[Roddy3]

As the title states, the bottom-left resonance structure has the lone pair move to the right carbon in the structure to its immediate right--why is this the case instead of the lone pair moving back towards the OH to form a structure similar to the top-left? Does it have something to do with the C=C bond being favored over the C=O bond? Hopefully I'm not missing something obvious, but that's the best explanation I can think of right now.

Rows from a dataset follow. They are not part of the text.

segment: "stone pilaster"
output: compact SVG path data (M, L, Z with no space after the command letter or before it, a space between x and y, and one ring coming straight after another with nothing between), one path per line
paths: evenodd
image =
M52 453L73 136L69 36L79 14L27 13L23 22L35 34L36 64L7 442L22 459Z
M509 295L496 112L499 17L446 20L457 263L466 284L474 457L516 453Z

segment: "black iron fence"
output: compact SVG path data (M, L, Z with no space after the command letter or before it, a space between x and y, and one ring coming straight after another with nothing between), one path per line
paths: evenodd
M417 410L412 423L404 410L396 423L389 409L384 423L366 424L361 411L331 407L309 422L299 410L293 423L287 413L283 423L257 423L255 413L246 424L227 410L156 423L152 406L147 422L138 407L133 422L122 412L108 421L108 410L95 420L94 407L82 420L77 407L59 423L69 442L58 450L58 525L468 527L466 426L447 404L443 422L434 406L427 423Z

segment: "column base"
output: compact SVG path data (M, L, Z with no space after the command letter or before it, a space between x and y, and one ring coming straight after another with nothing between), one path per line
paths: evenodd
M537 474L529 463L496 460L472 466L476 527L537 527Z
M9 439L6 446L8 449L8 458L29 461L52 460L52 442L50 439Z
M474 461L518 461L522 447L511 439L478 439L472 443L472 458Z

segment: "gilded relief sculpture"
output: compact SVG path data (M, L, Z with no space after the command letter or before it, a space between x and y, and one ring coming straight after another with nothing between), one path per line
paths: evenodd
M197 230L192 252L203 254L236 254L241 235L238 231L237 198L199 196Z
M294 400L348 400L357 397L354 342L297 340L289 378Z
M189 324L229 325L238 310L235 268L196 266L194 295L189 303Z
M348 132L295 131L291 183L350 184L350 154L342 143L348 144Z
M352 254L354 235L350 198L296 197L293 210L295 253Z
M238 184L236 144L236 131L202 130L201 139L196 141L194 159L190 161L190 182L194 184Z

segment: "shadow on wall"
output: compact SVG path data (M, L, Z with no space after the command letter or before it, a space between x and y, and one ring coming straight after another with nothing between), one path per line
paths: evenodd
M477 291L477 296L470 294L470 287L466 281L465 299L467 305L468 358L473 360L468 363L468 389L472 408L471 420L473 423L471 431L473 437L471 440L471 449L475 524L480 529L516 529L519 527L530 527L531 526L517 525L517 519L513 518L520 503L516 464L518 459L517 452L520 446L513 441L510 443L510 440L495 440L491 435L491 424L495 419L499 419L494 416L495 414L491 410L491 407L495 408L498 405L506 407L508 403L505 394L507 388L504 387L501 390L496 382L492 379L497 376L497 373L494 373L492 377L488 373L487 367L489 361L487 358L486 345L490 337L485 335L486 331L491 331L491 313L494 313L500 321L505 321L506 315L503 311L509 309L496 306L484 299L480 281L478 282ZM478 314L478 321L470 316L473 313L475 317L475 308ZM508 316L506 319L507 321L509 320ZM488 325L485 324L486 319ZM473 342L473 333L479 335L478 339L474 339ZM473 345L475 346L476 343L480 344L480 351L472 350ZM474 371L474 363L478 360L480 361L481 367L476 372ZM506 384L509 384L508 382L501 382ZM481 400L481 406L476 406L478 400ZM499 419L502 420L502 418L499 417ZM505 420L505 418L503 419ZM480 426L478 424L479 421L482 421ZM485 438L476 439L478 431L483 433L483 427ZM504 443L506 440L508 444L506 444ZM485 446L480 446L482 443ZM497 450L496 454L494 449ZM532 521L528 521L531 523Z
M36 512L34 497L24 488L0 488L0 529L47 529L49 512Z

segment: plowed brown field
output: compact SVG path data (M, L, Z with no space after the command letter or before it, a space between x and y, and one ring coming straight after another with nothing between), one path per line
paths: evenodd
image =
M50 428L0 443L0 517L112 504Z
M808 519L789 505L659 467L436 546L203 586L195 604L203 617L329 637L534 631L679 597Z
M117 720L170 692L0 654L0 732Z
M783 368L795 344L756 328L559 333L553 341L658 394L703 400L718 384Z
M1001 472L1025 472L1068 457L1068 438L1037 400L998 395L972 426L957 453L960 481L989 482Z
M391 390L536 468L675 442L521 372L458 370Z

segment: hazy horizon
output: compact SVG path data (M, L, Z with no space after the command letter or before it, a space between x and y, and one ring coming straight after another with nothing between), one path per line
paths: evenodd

I included a picture of the solution that I marked up to help visualize what I'm talking about, just in case I'm using improper terminology. Or if I'm not making any sense.

[spirochete]

The lone pair actually goes both directions. Technically, that list of resonance structures is missing one structure: the one where the all three pi bonds in the benzene ring have simply shuffled over one carbon. This resonance structure is less "interesting" because it doesn't move a charge. Sometimes, this resonance structure is omitted because the person who wrote the answer key considers it to be relatively obvious and unimportant, because this structure doesn't move the location of a formal charge. But technically, it should be included for a full picture of all the resonance structures.

If anything, the lone pair "prefers" to be on oxygen due to the relative electronegativity of oxygen. But the goal for this type of problem is to draw all of the minor resonance contributors.

[Roddy3]

Thank you, I truly appreciate the clarification.